The contention that the omission to lay a venue is a material defect overlooks some established rules of pleading. As this objection is wholly technical, it is sufficient to meet it on technical grounds. At common law, an action was triable only in the county in which it arose, and the purpose of laying a venue was to indicate the vicinage from which the jurors were to be summoned, and the county in which the issue was to be tried. But when the cause of action, alleged in the declaration,- was confessed by the defendant’s default in not pleading, there was no issue to be tried, and a venue was unnecessary; hence an omission to lay a venue was cured by this default: Gould on Pleading, 155-157. The objection may also be disposed of on substantial grounds. In .transitory actions, the venue has long-ceased to have any relation to the locality in which the action arose, or to serve any real purpose in the cause. A transitory action, wherever it may have arisen, is triable in any county in which it may be brought, by a jury drawn from the body of that county, and for the declaration to indicate this county is clearly superfluous. An averment that requires no proof, is not traversable, and is wholly immaterial, is not essential to a concise statement of the plaintiff’s demand; and our legislation in the direction of simplicity in pleading, while specifically defining the requisites of a declaration, has not included among them the fiction of averring the action to have arisen in the county in which it is brought. Even at common *183law, an immaterial averment, which may be separated from, the principal fact without prejudice to the substantive cause of action, requires no proof. (1 P. & W. 387.) Nor is there anything in this case from which a necessity for this averment is to be implied. As eliminated from the statutory requirements, upon the maxim, “ expressio unius est exclusio alterius,” and as a dead leaf on the tree of technicalities in pleading, it may well he allowed to drop from our present system, with other superfluous phrases.

The objections relative to the assignment of the claim to the use plaintiff are without foundation.
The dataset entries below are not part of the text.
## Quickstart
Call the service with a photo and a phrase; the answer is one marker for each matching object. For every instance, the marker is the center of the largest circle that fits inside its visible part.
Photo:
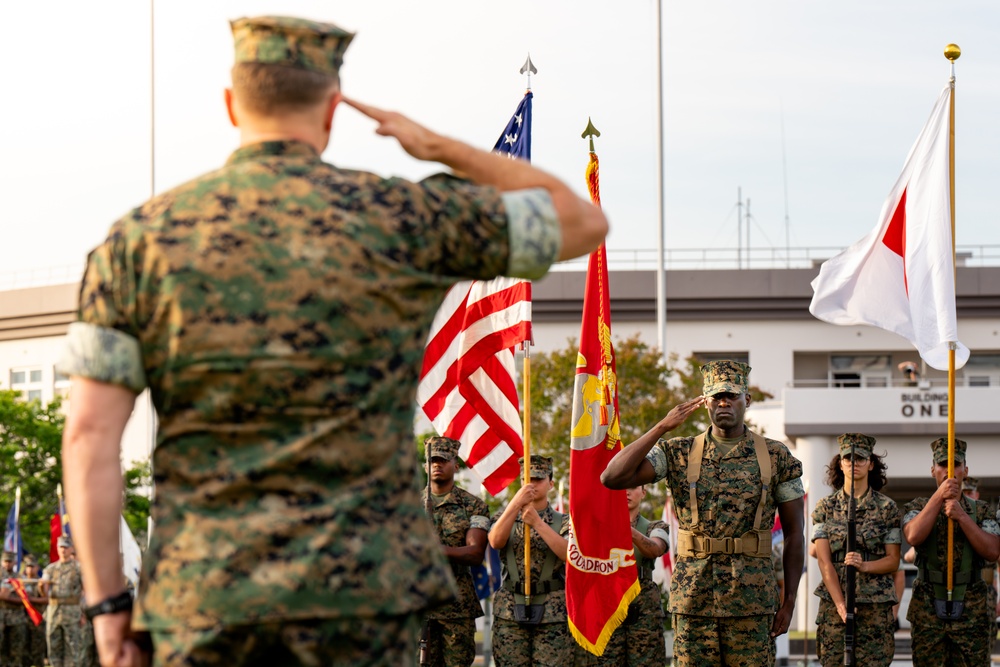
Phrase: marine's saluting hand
(414, 138)
(680, 413)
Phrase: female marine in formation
(875, 556)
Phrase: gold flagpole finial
(591, 132)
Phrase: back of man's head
(286, 64)
(273, 90)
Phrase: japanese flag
(900, 277)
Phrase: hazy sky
(849, 84)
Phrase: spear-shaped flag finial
(529, 68)
(591, 132)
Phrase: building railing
(41, 276)
(922, 385)
(620, 259)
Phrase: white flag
(901, 276)
(131, 555)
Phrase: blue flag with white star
(515, 141)
(516, 137)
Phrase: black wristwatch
(112, 605)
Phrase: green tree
(31, 458)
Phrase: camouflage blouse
(648, 600)
(728, 490)
(454, 515)
(877, 525)
(555, 603)
(66, 581)
(278, 309)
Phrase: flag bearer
(875, 557)
(14, 633)
(535, 634)
(36, 633)
(957, 640)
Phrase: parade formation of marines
(277, 309)
(62, 638)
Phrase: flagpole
(526, 474)
(59, 510)
(952, 53)
(17, 529)
(661, 273)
It is unnecessary to show, in the declaration, the title of an equitable plaintiff, or to indicate his interest otherwise than by marking the suit to his use. The right to recover is founded on the claim of the legal plaintiff, and whether this right remains in him or has passed to an assignee is immaterial. The cause is to be tried without relation to an equitable plaintiff, unless an issue is raised between such plaintiff and the defendant; as when a defense is set up which, while good against the legal plaintiff, cannot be made against the equitable plaintiff, or the defendant alleges a defense or a counterclaim against the latter which would not avail against the former: Berks County v. Levan, 86 Pa. 360; Crawford v. Stewart, 38 Pa. 34.

Nothing in the assignment of error requires further discussion.

The order making absolute the rule to strike off the judgment is reversed, and the rule is discharged.